Vetroresina ieri: ma oggi?

Nautica Editrice
Scritto da Nautica Editrice

In una rivista di nautica del 1969 ho trovato un redazionale che mi ha colpito, in cui un noto come il cantiere di allora aveva diffuso la notizia che riporto, riferendosi a cabinati a motore in vetroresina: “Gli scafi, che di serie vengono venduti nel consueto color bianco possono essere, a richiesta del cliente, vivacemente colorati. Il colore viene direttamente mescolato alle resine all’atto della costruzione dello scafo, in modo tale che rimane assolutamente inalterabile e non richiede periodici ritocchi”.

Inalterabile? Mica tanto: il tempo passa e ha dimostrato, al contrario, che il gel-coat di colore bianco è il meno alterabile – al massimo ingiallisce – mentre altri colori del gel-coat, come il blu, il nero, il celeste, il rosso e il verde scoloriscono in modo evidente e sgradevole.

Questo è dimostrato anche dal fatto che ormai molte barche di oggi non vengono più protette da gel-coat colorato, ma verniciate con ottimi smalti in commercio, che restano lucidi a lungo e non virano di colore facilmente.

Nella foto in alto appare chiaro che sotto allo scudo d’acciaio dell’ancora è stato fatto un ritocco con smalto blu ed è ben evidente la differenza di colore con il gel-coat blu precedente, col quale la barca è nata. Il gel-coat si era scolorito a festoni verticali chiari col passare del tempo ed era stato probabilmente lucidato per ritrovare il tono originale, mentre il ritocco all’estremità prodiera dello scafo è stato fatto con lo smalto ma, dopo qualche tempo, il gel-coat è nuovamente scolorito ed ora è ben visibile la macchia blu del ritocco a smalto.

E’ facile capire che, se si vuole uno scafo di colore diverso dal bianco, oggi forse è meglio sperare che il gel-coat scuro sia di eccellente qualità o farlo verniciare all’origine con gli smalti colorati in commercio, molto resistenti.

Come si vede i toni trionfali degli inizi dell’utilizzo della vetroresina vengono smorzati con il passare del tempo: solo la pratica ci insegna la verità.

Sempre a proposito di notizie sulla vetroresina ho trovato un altro gioiellino pubblicato in una rivista francese dello stesso anno: “Viva il controstampo!
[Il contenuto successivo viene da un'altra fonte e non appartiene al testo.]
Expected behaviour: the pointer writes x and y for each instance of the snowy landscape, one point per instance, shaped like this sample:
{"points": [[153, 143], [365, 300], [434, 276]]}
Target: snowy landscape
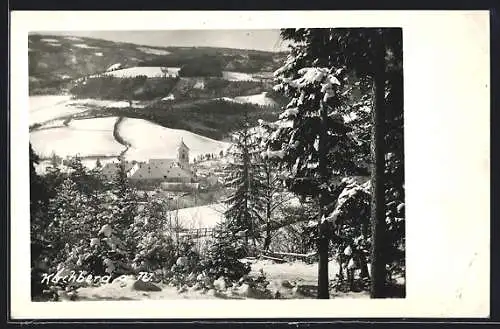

La vetroresina è il più magnifico dei materiali e l’aspetto dello scafo all’interno ne è la prova. Viva il controstampo, grazie al quale le superfici degli interni sono brillanti lucide e facili da mantenere”. Quest’ultima affermazione pubblicitaria è esatta, anche se gli interni in vetroresina vengono arricchiti nei cantieri di costruzione in grande serie, con paratie e arredi in compensato di varie specie di legno, come il frassino, il teck, il mogano, il ciliegio, l’afrormosia o altre. Va però detto che non sempre il controstampo nelle barche a vela è accettato dalla clientela, perché, in caso di urto con il bulbo, la riparazione è più complessa e costosa di quanto avvenga invece in uno scafo non controstampato.

Va detto che se uno scafo non è controstampato, tutta la carena è ben ispezionabile e riparabile alzando i paglioli. Ma una barca può essere controstampata totalmente, per cui in caso di urto ci troviamo di fronte a due gusci, uno interno a l’altro esterno, oppure può essere controstampata solo in parte (foto 2), per cui le zone dello scafo intorno al bulbo e alle sue strutture di rinforzo sono ben accessibili e si può intervenire un po’ più facilmente. Ma se il controstampo è totale è chiaro che in caso di urto con il bulbo può accadere che non si rilevino danni all’interno, che però si scopriranno solo mettendo la barca a terra a fine stagione, quando si vede che tutto intorno al bulbo il gel-coat è saltato o ci sono fratture, come nella foto 3. Ecco perché una barca con il controstampo a volte non è gradita all’acquirente.

In quanto poi all’affermazione che la vetroresina sia il più magnifico dei materiali, c’è parecchio da ridire: è certamente pratico, richiede ben poca manutenzione, ma la sua bellezza è ancor oggi piuttosto fredda. O no?